Par ailleurs, ces annonces posent problème à la fois en termes de justice sociale et de répartition de l’effort budgétaire :
– Les mesures en faveur des ménages ne touchent pas les classes moyennes, qui vont pourtant être durement affectées par les hausses d’impôts– en particulier d’impôt sur le revenu – en 2014. Rappelons ici les principales mesures :
o Abaissement du plafond du quotient familial à 1500€
o Fiscalisation de l’abondement de l’entreprise pour les complémentaires santé
o Hausse des cotisations retraites de 0,15 point
o Fiscalisation de la majoration des 10% de majoration de pension pour les retraités ayant élevé 3 enfants ou plus (mesure qui va propulser un grand nombre de contribuables dans l’IR)
o Effet en année pleine de la suppression de la défiscalisation des heures supplémentaires
– Les collectivités locales sont devenues une cible de choix du Gouvernement, en particulier les communes de plus de 9 000 habitants où nous sommes désormais largement majoritaires alors qu’elles doivent également faire face à des dépenses imposées par le Gouvernement (rythmes scolaires, péréquation…).
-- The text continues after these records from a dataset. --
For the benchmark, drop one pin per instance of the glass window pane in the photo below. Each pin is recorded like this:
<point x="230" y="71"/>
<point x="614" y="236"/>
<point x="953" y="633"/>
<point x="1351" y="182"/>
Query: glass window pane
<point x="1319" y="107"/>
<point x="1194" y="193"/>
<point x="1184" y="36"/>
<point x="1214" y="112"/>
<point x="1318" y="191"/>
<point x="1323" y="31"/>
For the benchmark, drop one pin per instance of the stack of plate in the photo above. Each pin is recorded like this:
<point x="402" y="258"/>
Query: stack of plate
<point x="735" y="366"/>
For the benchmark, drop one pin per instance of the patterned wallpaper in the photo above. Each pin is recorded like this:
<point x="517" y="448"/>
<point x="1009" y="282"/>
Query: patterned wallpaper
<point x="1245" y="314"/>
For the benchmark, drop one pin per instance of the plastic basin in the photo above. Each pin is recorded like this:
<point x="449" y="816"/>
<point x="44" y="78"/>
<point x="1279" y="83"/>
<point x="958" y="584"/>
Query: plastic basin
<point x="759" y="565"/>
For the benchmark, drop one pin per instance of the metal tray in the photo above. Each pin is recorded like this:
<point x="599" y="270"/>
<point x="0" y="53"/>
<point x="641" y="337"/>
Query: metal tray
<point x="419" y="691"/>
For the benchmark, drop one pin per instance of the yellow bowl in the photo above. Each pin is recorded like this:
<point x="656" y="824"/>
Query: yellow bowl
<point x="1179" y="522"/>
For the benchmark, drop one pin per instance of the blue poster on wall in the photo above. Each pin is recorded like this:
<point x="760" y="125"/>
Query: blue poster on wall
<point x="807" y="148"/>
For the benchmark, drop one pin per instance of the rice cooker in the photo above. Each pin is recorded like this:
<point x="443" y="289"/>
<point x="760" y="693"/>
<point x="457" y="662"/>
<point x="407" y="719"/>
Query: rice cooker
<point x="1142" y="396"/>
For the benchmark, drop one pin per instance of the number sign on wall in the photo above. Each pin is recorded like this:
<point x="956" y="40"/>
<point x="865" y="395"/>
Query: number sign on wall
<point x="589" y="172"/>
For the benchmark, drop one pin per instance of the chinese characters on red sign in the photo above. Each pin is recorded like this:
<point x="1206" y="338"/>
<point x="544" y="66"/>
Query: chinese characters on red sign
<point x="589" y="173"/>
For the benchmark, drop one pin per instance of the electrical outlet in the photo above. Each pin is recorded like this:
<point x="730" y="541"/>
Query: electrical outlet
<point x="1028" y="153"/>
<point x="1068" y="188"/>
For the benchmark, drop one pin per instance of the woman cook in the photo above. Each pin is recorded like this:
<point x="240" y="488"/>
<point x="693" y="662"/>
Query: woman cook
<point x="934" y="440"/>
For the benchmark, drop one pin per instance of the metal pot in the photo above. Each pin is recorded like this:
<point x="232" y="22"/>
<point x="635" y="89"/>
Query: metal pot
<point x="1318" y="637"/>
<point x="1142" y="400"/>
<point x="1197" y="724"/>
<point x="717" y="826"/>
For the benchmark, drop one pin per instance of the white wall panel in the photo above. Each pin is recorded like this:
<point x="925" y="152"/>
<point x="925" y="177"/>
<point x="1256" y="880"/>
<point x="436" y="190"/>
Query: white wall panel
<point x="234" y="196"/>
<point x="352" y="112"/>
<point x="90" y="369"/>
Nous devons donc être vigilants afin que la majeure partie de l’effort budgétaire ne se résume pas à une baisse des dotations aux collectivités que nous détenons.
Conclusion
L’équation budgétaire du Premier Ministre est insoluble, sauf à faire le choix délibéré du déficit et de l’endettement publics. Or, ce choix fait courir les plus grands risques à la France, qui se caractérise par la persistance d’un déficit primaire et par un besoin annuel de financement d’ores et déjà le plus important des pays de la zone euro.